Cluster Management in VisLab/Archive

From ISRWiki
Jump to navigation Jump to search

Some obsolete information is kept here, for the sake of history.

Cortex and the uname command

Prior to 2009-05-12, the command

  uname -n

(which normally outputs the unique, alphabetic name of the current machine you are logged in) was not working as we wanted on Cortex. This happened because all the machines in the cluster share the same network disk. In particular, the file /etc/hostname is also shared among all of them; it contains the string "source", which is the real result of "/bin/uname -n" but it is of little information for our "yarp run" script, which sometimes needs to answer the question "where am I?".

Forcing uname to give the desired output

Since we want each machine of the cluster to provide its unique name (i.e., cortex[1..5]) as the output of "uname -n", we can use the following command to do the job:

  ifconfig eth0 | grep "inet addr" | awk '{print $2}' | awk -F: '{print $2}' | awk -F. '{print $4}'

Basically, this command extracts the last byte from the current machine IP address. For example, if you type it on cortex3 you will get "3" (the last byte of 10.10.1.3) as output.

The idea is to enforce that custom command as a system-wide behaviour in the cluster, by setting an alias called "uname -n" (to be more accurate, the alias is just called "uname", with every additional parameter to be ignored).

We added the following lines in user icub's ~/.bashrc:

  shopt -s expand_aliases
  alias uname="echo -n cortex; ifconfig eth0 | grep 'inet addr' | awk '{print \$2}' | awk -F: '{print \$2}' | awk -F. '{print \$4}'; echo > /dev/null"

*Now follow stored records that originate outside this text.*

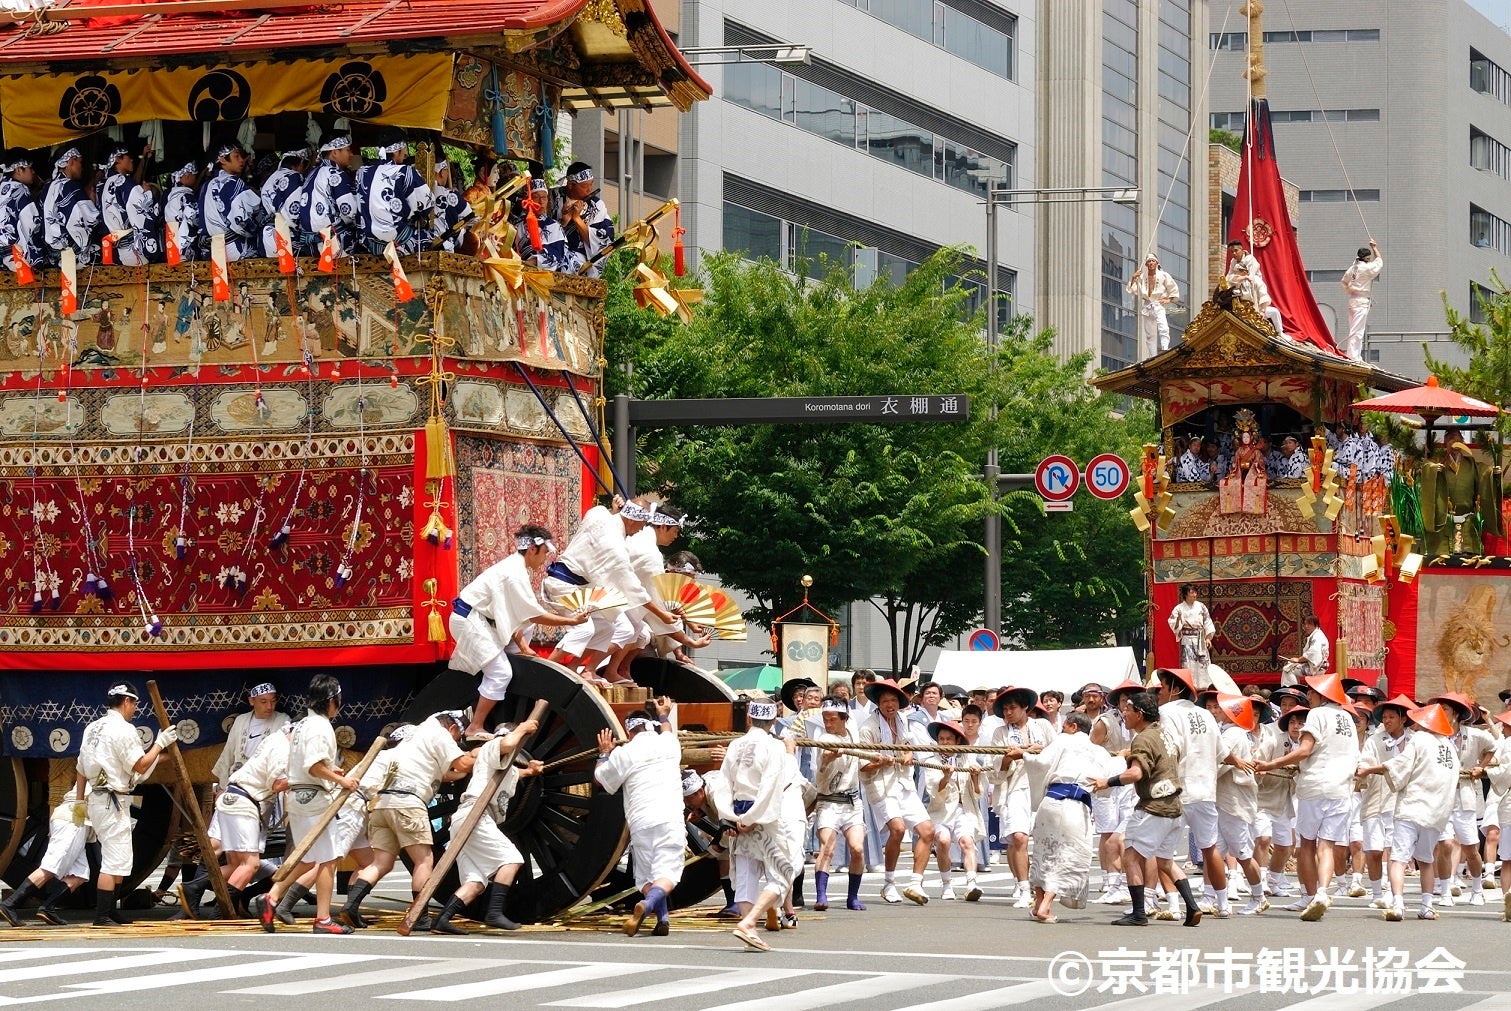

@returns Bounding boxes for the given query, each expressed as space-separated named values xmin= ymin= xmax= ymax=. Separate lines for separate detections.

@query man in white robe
xmin=451 ymin=525 xmax=587 ymax=740
xmin=723 ymin=699 xmax=801 ymax=950
xmin=1340 ymin=240 xmax=1382 ymax=361
xmin=859 ymin=680 xmax=935 ymax=906
xmin=990 ymin=686 xmax=1051 ymax=907
xmin=595 ymin=704 xmax=686 ymax=937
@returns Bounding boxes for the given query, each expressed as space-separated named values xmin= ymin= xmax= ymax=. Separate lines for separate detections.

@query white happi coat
xmin=1383 ymin=730 xmax=1459 ymax=831
xmin=449 ymin=552 xmax=547 ymax=673
xmin=371 ymin=717 xmax=464 ymax=812
xmin=625 ymin=526 xmax=678 ymax=635
xmin=212 ymin=709 xmax=292 ymax=789
xmin=552 ymin=506 xmax=650 ymax=608
xmin=594 ymin=726 xmax=684 ymax=833
xmin=215 ymin=726 xmax=291 ymax=823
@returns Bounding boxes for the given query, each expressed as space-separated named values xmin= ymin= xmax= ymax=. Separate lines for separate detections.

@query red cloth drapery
xmin=1228 ymin=98 xmax=1340 ymax=356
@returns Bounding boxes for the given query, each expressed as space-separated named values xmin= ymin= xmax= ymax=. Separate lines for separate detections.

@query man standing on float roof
xmin=1340 ymin=240 xmax=1382 ymax=362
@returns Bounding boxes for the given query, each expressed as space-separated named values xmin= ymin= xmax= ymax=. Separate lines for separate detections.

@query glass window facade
xmin=724 ymin=59 xmax=1014 ymax=199
xmin=841 ymin=0 xmax=1016 ymax=80
xmin=1210 ymin=28 xmax=1379 ymax=48
xmin=1471 ymin=126 xmax=1511 ymax=181
xmin=1100 ymin=0 xmax=1140 ymax=371
xmin=1470 ymin=203 xmax=1511 ymax=254
xmin=1299 ymin=189 xmax=1380 ymax=202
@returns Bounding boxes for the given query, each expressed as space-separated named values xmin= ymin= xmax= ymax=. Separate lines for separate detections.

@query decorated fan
xmin=557 ymin=585 xmax=630 ymax=614
xmin=653 ymin=572 xmax=717 ymax=625
xmin=712 ymin=625 xmax=747 ymax=641
xmin=706 ymin=588 xmax=745 ymax=633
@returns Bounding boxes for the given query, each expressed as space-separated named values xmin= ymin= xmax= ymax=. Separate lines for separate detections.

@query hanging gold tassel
xmin=422 ymin=577 xmax=446 ymax=643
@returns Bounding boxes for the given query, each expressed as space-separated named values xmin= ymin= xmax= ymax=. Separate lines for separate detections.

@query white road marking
xmin=543 ymin=969 xmax=816 ymax=1008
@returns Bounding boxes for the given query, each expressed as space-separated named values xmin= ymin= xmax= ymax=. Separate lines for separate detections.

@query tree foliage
xmin=603 ymin=247 xmax=1152 ymax=673
xmin=1433 ymin=281 xmax=1511 ymax=458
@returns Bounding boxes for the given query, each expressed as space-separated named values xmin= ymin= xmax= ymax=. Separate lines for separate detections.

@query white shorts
xmin=1449 ymin=809 xmax=1480 ymax=846
xmin=478 ymin=652 xmax=513 ymax=702
xmin=87 ymin=792 xmax=134 ymax=878
xmin=934 ymin=808 xmax=980 ymax=844
xmin=1295 ymin=796 xmax=1352 ymax=844
xmin=456 ymin=816 xmax=524 ymax=886
xmin=871 ymin=786 xmax=931 ymax=832
xmin=630 ymin=820 xmax=686 ymax=890
xmin=286 ymin=788 xmax=353 ymax=866
xmin=1260 ymin=810 xmax=1295 ymax=848
xmin=545 ymin=578 xmax=615 ymax=656
xmin=1500 ymin=832 xmax=1511 ymax=862
xmin=997 ymin=789 xmax=1033 ymax=837
xmin=1348 ymin=794 xmax=1364 ymax=845
xmin=1217 ymin=810 xmax=1256 ymax=861
xmin=1391 ymin=818 xmax=1440 ymax=865
xmin=731 ymin=852 xmax=786 ymax=904
xmin=1361 ymin=813 xmax=1394 ymax=853
xmin=1126 ymin=808 xmax=1185 ymax=861
xmin=815 ymin=799 xmax=865 ymax=834
xmin=40 ymin=817 xmax=89 ymax=881
xmin=213 ymin=809 xmax=266 ymax=855
xmin=610 ymin=613 xmax=639 ymax=649
xmin=1184 ymin=800 xmax=1220 ymax=850
xmin=1093 ymin=785 xmax=1136 ymax=835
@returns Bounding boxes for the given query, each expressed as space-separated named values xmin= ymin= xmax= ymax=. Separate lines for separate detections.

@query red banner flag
xmin=274 ymin=213 xmax=296 ymax=275
xmin=59 ymin=249 xmax=77 ymax=314
xmin=163 ymin=222 xmax=181 ymax=266
xmin=383 ymin=241 xmax=414 ymax=302
xmin=1228 ymin=98 xmax=1339 ymax=356
xmin=317 ymin=228 xmax=337 ymax=273
xmin=209 ymin=234 xmax=231 ymax=302
xmin=11 ymin=245 xmax=33 ymax=286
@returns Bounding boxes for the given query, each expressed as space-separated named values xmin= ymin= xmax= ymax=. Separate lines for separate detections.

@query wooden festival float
xmin=0 ymin=0 xmax=741 ymax=921
xmin=1097 ymin=7 xmax=1511 ymax=707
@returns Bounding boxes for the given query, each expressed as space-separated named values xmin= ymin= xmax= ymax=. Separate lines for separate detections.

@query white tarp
xmin=931 ymin=646 xmax=1141 ymax=697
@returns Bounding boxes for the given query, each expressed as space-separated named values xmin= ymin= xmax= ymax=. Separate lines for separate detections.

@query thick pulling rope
xmin=675 ymin=731 xmax=1030 ymax=757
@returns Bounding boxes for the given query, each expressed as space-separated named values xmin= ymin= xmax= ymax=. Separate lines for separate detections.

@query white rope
xmin=1142 ymin=1 xmax=1237 ymax=263
xmin=1276 ymin=0 xmax=1375 ymax=242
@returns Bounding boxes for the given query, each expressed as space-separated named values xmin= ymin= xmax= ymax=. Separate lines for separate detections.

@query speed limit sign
xmin=1085 ymin=453 xmax=1131 ymax=500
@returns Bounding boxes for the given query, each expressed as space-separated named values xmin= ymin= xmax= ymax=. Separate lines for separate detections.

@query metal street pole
xmin=983 ymin=192 xmax=1001 ymax=637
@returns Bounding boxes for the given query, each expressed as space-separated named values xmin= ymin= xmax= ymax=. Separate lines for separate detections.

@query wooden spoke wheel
xmin=628 ymin=657 xmax=736 ymax=703
xmin=0 ymin=759 xmax=31 ymax=885
xmin=402 ymin=655 xmax=628 ymax=924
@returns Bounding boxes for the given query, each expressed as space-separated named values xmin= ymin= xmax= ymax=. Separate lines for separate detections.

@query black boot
xmin=791 ymin=872 xmax=805 ymax=909
xmin=274 ymin=882 xmax=309 ymax=925
xmin=430 ymin=895 xmax=467 ymax=935
xmin=483 ymin=883 xmax=519 ymax=931
xmin=107 ymin=885 xmax=130 ymax=925
xmin=411 ymin=890 xmax=433 ymax=932
xmin=336 ymin=879 xmax=373 ymax=930
xmin=180 ymin=871 xmax=210 ymax=917
xmin=213 ymin=885 xmax=244 ymax=920
xmin=93 ymin=885 xmax=116 ymax=927
xmin=1174 ymin=878 xmax=1202 ymax=927
xmin=37 ymin=882 xmax=70 ymax=927
xmin=0 ymin=880 xmax=40 ymax=926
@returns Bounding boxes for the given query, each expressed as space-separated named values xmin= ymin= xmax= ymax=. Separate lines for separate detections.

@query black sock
xmin=5 ymin=880 xmax=39 ymax=908
xmin=277 ymin=882 xmax=309 ymax=913
xmin=488 ymin=884 xmax=509 ymax=920
xmin=1175 ymin=877 xmax=1199 ymax=913
xmin=434 ymin=894 xmax=465 ymax=928
xmin=39 ymin=879 xmax=68 ymax=907
xmin=791 ymin=872 xmax=804 ymax=906
xmin=1129 ymin=884 xmax=1146 ymax=918
xmin=720 ymin=879 xmax=735 ymax=906
xmin=342 ymin=879 xmax=373 ymax=914
xmin=94 ymin=885 xmax=114 ymax=922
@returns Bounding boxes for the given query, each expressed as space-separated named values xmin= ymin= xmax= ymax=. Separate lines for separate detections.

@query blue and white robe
xmin=551 ymin=188 xmax=615 ymax=276
xmin=433 ymin=184 xmax=476 ymax=252
xmin=514 ymin=211 xmax=584 ymax=275
xmin=100 ymin=172 xmax=163 ymax=266
xmin=298 ymin=159 xmax=358 ymax=256
xmin=0 ymin=179 xmax=44 ymax=272
xmin=42 ymin=176 xmax=102 ymax=264
xmin=199 ymin=170 xmax=261 ymax=262
xmin=356 ymin=158 xmax=433 ymax=254
xmin=259 ymin=166 xmax=306 ymax=258
xmin=163 ymin=184 xmax=200 ymax=263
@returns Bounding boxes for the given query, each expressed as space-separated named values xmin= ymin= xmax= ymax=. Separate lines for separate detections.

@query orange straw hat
xmin=1155 ymin=667 xmax=1197 ymax=696
xmin=1106 ymin=678 xmax=1147 ymax=708
xmin=1216 ymin=692 xmax=1258 ymax=732
xmin=1408 ymin=702 xmax=1454 ymax=737
xmin=1425 ymin=692 xmax=1474 ymax=723
xmin=1304 ymin=672 xmax=1350 ymax=707
xmin=1494 ymin=710 xmax=1511 ymax=732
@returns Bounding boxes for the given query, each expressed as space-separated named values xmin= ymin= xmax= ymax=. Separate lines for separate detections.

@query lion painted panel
xmin=1415 ymin=573 xmax=1511 ymax=705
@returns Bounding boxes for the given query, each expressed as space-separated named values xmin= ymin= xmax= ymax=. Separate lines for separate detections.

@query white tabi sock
xmin=912 ymin=873 xmax=924 ymax=889
xmin=884 ymin=872 xmax=896 ymax=885
xmin=1369 ymin=879 xmax=1382 ymax=899
xmin=1214 ymin=887 xmax=1228 ymax=911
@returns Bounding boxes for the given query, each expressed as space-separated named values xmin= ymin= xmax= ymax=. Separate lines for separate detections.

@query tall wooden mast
xmin=1241 ymin=0 xmax=1266 ymax=98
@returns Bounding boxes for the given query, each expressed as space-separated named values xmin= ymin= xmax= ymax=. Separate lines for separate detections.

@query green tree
xmin=1433 ymin=281 xmax=1511 ymax=460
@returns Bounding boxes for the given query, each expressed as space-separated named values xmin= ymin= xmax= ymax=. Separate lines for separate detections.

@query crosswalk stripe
xmin=380 ymin=963 xmax=653 ymax=1002
xmin=898 ymin=980 xmax=1060 ymax=1010
xmin=543 ymin=969 xmax=817 ymax=1008
xmin=1279 ymin=994 xmax=1410 ymax=1011
xmin=1095 ymin=987 xmax=1243 ymax=1011
xmin=1463 ymin=996 xmax=1511 ymax=1009
xmin=0 ymin=949 xmax=228 ymax=986
xmin=223 ymin=957 xmax=496 ymax=996
xmin=698 ymin=971 xmax=951 ymax=1011
xmin=0 ymin=953 xmax=94 ymax=967
xmin=54 ymin=954 xmax=387 ymax=999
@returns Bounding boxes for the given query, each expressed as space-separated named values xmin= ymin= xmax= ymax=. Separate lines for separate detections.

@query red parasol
xmin=1352 ymin=376 xmax=1501 ymax=420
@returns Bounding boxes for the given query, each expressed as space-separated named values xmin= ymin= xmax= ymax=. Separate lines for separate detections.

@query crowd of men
xmin=0 ymin=133 xmax=614 ymax=276
xmin=1170 ymin=415 xmax=1396 ymax=485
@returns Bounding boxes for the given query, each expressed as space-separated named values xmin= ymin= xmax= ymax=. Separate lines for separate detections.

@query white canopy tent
xmin=931 ymin=647 xmax=1141 ymax=697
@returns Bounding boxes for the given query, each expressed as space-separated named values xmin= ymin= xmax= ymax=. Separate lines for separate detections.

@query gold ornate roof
xmin=1092 ymin=295 xmax=1417 ymax=403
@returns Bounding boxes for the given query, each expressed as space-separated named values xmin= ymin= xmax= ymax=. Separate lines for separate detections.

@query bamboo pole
xmin=272 ymin=734 xmax=388 ymax=883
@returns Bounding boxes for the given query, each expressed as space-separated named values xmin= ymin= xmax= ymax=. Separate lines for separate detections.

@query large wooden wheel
xmin=628 ymin=656 xmax=737 ymax=703
xmin=402 ymin=655 xmax=629 ymax=923
xmin=0 ymin=759 xmax=29 ymax=883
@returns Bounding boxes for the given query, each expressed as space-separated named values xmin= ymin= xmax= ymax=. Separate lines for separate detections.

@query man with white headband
xmin=451 ymin=524 xmax=588 ymax=741
xmin=544 ymin=498 xmax=681 ymax=680
xmin=297 ymin=133 xmax=359 ymax=257
xmin=683 ymin=767 xmax=740 ymax=917
xmin=596 ymin=702 xmax=685 ymax=938
xmin=431 ymin=159 xmax=477 ymax=254
xmin=199 ymin=141 xmax=262 ymax=262
xmin=42 ymin=147 xmax=103 ymax=263
xmin=76 ymin=681 xmax=179 ymax=926
xmin=551 ymin=161 xmax=614 ymax=277
xmin=811 ymin=695 xmax=868 ymax=912
xmin=260 ymin=148 xmax=309 ymax=258
xmin=162 ymin=161 xmax=200 ymax=262
xmin=336 ymin=710 xmax=475 ymax=930
xmin=723 ymin=697 xmax=804 ymax=951
xmin=515 ymin=176 xmax=583 ymax=274
xmin=611 ymin=503 xmax=711 ymax=680
xmin=99 ymin=145 xmax=162 ymax=265
xmin=0 ymin=149 xmax=44 ymax=275
xmin=356 ymin=127 xmax=433 ymax=255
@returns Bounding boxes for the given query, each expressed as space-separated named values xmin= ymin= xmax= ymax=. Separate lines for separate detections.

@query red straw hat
xmin=928 ymin=720 xmax=967 ymax=743
xmin=1494 ymin=710 xmax=1511 ymax=731
xmin=1304 ymin=672 xmax=1349 ymax=707
xmin=1156 ymin=667 xmax=1197 ymax=696
xmin=1279 ymin=706 xmax=1311 ymax=732
xmin=1106 ymin=678 xmax=1146 ymax=708
xmin=864 ymin=679 xmax=910 ymax=707
xmin=1216 ymin=692 xmax=1258 ymax=732
xmin=992 ymin=686 xmax=1039 ymax=719
xmin=1425 ymin=692 xmax=1473 ymax=723
xmin=1408 ymin=702 xmax=1454 ymax=737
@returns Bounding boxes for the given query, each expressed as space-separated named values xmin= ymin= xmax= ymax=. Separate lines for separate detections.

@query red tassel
xmin=11 ymin=245 xmax=32 ymax=286
xmin=673 ymin=206 xmax=686 ymax=277
xmin=100 ymin=233 xmax=115 ymax=265
xmin=525 ymin=199 xmax=543 ymax=252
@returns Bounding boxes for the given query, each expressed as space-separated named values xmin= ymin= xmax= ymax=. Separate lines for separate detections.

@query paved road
xmin=0 ymin=868 xmax=1506 ymax=1009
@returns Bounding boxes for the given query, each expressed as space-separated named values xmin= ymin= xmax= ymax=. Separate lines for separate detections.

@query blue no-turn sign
xmin=968 ymin=628 xmax=999 ymax=651
xmin=1034 ymin=455 xmax=1080 ymax=502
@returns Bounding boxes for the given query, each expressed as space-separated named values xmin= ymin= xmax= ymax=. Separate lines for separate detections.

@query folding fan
xmin=557 ymin=585 xmax=630 ymax=614
xmin=653 ymin=572 xmax=717 ymax=625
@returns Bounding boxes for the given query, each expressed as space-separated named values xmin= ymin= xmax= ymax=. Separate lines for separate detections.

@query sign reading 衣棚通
xmin=627 ymin=396 xmax=970 ymax=426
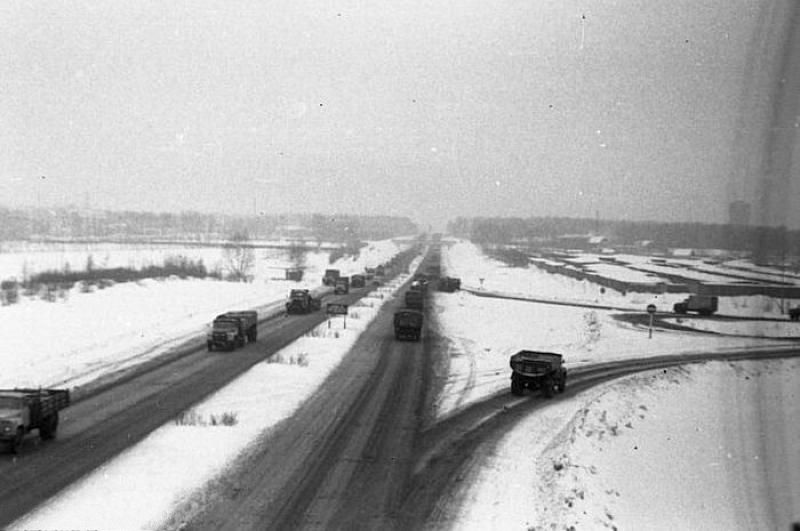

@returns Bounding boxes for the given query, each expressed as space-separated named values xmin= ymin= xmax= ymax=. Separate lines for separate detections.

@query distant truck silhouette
xmin=323 ymin=269 xmax=341 ymax=286
xmin=285 ymin=289 xmax=321 ymax=314
xmin=394 ymin=309 xmax=423 ymax=341
xmin=334 ymin=277 xmax=350 ymax=294
xmin=405 ymin=289 xmax=424 ymax=309
xmin=673 ymin=295 xmax=718 ymax=316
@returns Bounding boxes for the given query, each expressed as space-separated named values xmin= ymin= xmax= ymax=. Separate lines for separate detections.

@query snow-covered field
xmin=449 ymin=359 xmax=800 ymax=530
xmin=0 ymin=239 xmax=407 ymax=389
xmin=8 ymin=239 xmax=800 ymax=529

The shopt line makes aliases valid in non-interactive shells. The uname alias means this:

  • "echo -n cortex;" prints the word cortex without newline
  • "ifconfig eth0 | grep 'inet addr' | awk '{print \$2}' | awk -F: '{print \$2}' | awk -F. '{print \$4}'" extracts the last byte of the current machine IP address;
  • "echo > /dev/null" ignores everything that is typed after "uname", such as "-n"

Old workaround

Before 2009-05-12 we were customizing $ICUB_DIR/scripts/yarprun.sh and saving our own version as yarprunVislab.sh. Since "uname -n" outputted "source" on all of the 5 Cortex computers, we changed the line

 ID=/`uname -n`

to:

 ID=/`uname -n`
 if [ $ID == "/source" ];
  then
    ID=/cortex` ifconfig eth0 | grep "inet addr" | awk '{print $2}' | awk -F: '{print $2}' | awk -F. '{print $4}'`;
 fi;

of course, we had to make a copy of $ICUB_DIR/scripts/icub-cluster.py to $ICUB_DIR/scripts/icub-clusterVislab.py and change all the invocation of yarprun.sh to yarprunVislab.sh in the latter.

Besides, we had to copy the yarprunVislab.sh on all of the machines (Chico2, pc104). To copy it to pc104, we actually had to copy it to icubsrv, in the correct location (see pc104):

 scp yarprunVislab.sh 10.10.1.51:/exports/code-pc104/iCub/scripts/

This method, while cumbersome, was working: from Chico2 we could control "yarp run" on Chico2, pc104, Cortex1..5. We didn't bother to have it running on Cortex6 nor icubsrv, as those computers are very rarely used.